Uno de los espectadores se levantó, eligió una tablilla del montón que tenía a un lado, y la sostuvo ante el orificio de la caja.

La tablilla era negra. Sobre ella, en letra blanca, se leían las palabras «¡No! ¡No!».

Víctor se alejó. El villano se retorció las guías del bigote. El hombre de las tablillas volvió con otra. Esta vez decía: «¡Ajá! ¡Mi bella orgullosa!».

Otro de los espectadores sentados se inclinó para recoger un megáfono.

—Vale, vale —dijo—. Está bien. Hacemos una pausa de cinco minutos, luego todo el mundo aquí para la escena de la gran pelea.

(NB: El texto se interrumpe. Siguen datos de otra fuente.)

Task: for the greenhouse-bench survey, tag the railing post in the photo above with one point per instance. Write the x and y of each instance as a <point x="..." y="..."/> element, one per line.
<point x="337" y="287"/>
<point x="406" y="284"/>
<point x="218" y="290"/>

El villano desató a la chica. Los dos se alejaron. El hombre de la caja dejó de dar vueltas a la manivela y encendió un cigarrillo. Luego, abrió la tapa de la caja.

—¿Habéis cogido eso todos? —preguntó.

Se oyó un coro de chirridos.

Víctor se acercó al hombre del megáfono y le dio un toquecito en el hombro.

—Mensaje urgente para el señor Silverfish —dijo con voz átona.

—Está en las oficinas, por allí —dijo el hombre, señalando con el pulgar por encima del hombro, sin dignarse a volver la vista.

—Gracias.

El primer cobertizo en el que Víctor metió la cabeza sólo contenía hileras de pequeñas jaulas que se extendían hasta perderse en la penumbra. Unos seres que no pudo distinguir se lanzaron contra los barrotes y le graznaron. Cerró la puerta apresuradamente.

En el siguiente cobertizo encontró a Silverfish, de pie ante un escritorio cubierto por trocitos de cristalería y montones de papeles. El hombre no se dio la vuelta cuando entró.

—Déjalo ahí —dijo con aire ausente.

—Soy yo, señor Silverfish —dijo Víctor.

Silverfish se dio media vuelta y examinó con gesto vago al joven, como si fuera culpa de Víctor que su cara no le sonase de nada.

—¿Sí?

—He venido a buscar ese empleo —dijo—. ¿Lo recuerda?